China sold 35 billion yuan ($4.8 billion) of 50-year special government bonds at a yield of 2.53%, according to traders. That compares with an estimate of 2.58% in a Bloomberg survey. The debt received more than five times the demand than what was on offer, said the traders who asked not to be identified as the information is private.  

This sale is part of China’s 1 trillion yuan special sovereign notes issuance for 2024. Investors have been eagerly buying these bonds amid lingering pessimism over the economy, despite warnings from authorities on the risks of a bond bubble, particularly in longer-dated debt.

China’s consumer prices rose less than expected in May, and factory prices fell for the 20th month in a row, fueling calls for more policy action to support growth. The People’s Bank of China hasn’t cut interest rates since August, as a wider yield gap with the US would increase the depreciation pressure on the yuan. The central bank is set to decide on the rate on its medium-term loans on Monday.

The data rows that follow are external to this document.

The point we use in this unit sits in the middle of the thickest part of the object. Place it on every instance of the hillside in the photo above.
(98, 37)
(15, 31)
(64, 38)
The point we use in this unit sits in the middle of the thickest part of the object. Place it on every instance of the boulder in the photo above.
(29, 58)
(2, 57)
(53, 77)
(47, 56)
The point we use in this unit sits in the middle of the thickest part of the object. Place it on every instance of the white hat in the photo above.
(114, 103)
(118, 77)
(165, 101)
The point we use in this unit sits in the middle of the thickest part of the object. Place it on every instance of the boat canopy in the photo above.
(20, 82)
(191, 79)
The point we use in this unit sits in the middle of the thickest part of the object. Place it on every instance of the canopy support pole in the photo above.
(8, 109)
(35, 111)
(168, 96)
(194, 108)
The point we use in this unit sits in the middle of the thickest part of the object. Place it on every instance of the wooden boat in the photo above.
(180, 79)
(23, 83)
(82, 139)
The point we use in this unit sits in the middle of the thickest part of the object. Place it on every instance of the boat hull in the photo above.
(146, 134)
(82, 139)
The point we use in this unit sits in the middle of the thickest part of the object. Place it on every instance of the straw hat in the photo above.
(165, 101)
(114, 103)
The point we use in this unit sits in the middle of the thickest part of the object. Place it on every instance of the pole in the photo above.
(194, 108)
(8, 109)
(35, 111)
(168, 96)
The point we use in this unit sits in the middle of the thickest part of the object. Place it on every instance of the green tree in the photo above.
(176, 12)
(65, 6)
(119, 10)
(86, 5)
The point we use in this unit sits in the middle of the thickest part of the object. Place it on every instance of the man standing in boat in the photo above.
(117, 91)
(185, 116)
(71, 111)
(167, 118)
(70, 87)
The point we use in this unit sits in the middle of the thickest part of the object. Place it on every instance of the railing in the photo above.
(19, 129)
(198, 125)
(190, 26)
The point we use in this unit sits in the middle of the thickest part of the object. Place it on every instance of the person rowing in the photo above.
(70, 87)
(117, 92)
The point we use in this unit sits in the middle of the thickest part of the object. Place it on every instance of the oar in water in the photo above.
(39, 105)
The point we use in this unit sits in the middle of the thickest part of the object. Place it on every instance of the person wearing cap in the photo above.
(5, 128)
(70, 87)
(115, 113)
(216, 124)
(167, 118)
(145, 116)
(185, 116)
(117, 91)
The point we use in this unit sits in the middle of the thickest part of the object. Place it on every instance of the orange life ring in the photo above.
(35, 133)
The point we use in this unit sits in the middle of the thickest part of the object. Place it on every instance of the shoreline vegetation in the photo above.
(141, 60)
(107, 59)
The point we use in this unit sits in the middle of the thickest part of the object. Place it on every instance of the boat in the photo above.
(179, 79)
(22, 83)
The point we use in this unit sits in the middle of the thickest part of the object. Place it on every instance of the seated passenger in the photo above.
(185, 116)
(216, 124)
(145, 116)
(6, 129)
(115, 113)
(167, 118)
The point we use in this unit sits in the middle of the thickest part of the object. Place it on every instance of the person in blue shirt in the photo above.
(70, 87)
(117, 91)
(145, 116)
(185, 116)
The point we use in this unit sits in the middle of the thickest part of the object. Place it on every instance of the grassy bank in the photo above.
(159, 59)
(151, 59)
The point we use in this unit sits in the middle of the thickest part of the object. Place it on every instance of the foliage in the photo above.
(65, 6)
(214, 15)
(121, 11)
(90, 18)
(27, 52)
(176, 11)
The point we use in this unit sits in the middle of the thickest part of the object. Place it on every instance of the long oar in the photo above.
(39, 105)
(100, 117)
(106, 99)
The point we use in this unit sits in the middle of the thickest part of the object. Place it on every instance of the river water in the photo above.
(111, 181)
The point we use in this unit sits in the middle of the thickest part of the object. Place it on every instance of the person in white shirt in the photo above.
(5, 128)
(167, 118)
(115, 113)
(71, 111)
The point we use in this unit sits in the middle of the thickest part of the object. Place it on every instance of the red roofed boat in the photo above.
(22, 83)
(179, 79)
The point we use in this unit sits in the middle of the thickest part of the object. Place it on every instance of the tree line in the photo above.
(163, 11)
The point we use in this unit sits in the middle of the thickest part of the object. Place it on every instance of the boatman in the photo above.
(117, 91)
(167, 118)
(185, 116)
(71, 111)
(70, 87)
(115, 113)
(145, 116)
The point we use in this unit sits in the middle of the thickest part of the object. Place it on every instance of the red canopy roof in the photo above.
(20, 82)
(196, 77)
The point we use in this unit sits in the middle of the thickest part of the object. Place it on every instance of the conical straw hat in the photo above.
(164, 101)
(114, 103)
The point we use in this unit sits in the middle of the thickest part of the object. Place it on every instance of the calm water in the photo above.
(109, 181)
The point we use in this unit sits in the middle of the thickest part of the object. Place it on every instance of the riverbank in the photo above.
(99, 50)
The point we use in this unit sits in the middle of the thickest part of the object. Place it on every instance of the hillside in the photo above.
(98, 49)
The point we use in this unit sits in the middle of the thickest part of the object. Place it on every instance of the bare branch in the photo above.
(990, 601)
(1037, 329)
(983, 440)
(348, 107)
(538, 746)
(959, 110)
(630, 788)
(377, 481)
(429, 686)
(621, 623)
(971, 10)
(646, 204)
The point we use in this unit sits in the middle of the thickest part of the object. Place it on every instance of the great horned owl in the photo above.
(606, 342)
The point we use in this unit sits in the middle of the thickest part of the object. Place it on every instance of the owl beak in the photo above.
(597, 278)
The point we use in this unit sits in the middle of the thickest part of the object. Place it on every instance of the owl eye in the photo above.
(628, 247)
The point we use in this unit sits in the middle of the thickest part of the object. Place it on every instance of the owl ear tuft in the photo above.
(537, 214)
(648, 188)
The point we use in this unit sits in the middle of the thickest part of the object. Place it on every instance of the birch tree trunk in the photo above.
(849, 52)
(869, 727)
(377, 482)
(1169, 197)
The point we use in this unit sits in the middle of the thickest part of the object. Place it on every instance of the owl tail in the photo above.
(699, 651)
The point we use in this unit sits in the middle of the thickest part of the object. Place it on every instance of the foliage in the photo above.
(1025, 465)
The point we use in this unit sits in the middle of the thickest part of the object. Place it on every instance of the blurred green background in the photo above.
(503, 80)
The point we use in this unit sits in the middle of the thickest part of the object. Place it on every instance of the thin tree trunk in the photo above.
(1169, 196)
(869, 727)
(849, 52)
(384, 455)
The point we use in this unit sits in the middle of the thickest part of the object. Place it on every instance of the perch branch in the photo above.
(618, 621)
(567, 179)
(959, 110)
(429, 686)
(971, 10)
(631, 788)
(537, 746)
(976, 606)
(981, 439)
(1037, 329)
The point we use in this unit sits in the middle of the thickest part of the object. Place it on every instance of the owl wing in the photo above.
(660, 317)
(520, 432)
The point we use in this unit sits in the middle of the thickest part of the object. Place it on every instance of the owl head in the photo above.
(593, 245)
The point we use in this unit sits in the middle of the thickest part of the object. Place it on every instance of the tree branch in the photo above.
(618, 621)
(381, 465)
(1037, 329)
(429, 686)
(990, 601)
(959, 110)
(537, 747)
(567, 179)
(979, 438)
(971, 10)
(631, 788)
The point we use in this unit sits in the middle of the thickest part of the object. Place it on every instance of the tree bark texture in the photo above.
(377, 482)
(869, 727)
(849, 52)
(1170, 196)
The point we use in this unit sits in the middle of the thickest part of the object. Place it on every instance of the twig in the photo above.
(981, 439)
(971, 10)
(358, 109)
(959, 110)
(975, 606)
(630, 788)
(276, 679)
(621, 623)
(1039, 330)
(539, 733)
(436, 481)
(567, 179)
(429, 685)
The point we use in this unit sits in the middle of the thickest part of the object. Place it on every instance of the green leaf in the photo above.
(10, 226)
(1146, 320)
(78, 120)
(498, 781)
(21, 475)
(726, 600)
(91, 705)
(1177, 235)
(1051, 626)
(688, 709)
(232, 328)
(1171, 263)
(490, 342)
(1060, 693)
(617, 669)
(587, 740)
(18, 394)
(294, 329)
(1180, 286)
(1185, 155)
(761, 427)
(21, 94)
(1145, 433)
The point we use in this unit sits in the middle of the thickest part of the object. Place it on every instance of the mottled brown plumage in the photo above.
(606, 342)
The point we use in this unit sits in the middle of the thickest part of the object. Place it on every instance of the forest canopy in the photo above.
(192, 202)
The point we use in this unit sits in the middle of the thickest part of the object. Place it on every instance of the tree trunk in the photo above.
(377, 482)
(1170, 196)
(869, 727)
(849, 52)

The optimism isn’t limited to the government debt market, as yields on Chinese corporate bonds are also falling. The yield gap between three-year AAA rated credit bonds and sovereign notes is now near a record low that was set in 2022.

The 20-year special bonds issuance last month saw bids that were four times the planned auctioned amount. Prior to that, retail investors drove up the prices of a 30-year note by as much as 25%, prompting a trading halt. The next day, state media urged retail investors to be more rational in their purchases.

The last time China issued a 50-year government bond was on March 22. It was sold at a yield of 2.65%, which was a record low for an auction of that tenor at the time, and the bid-cover ratio for the sale was 3.81.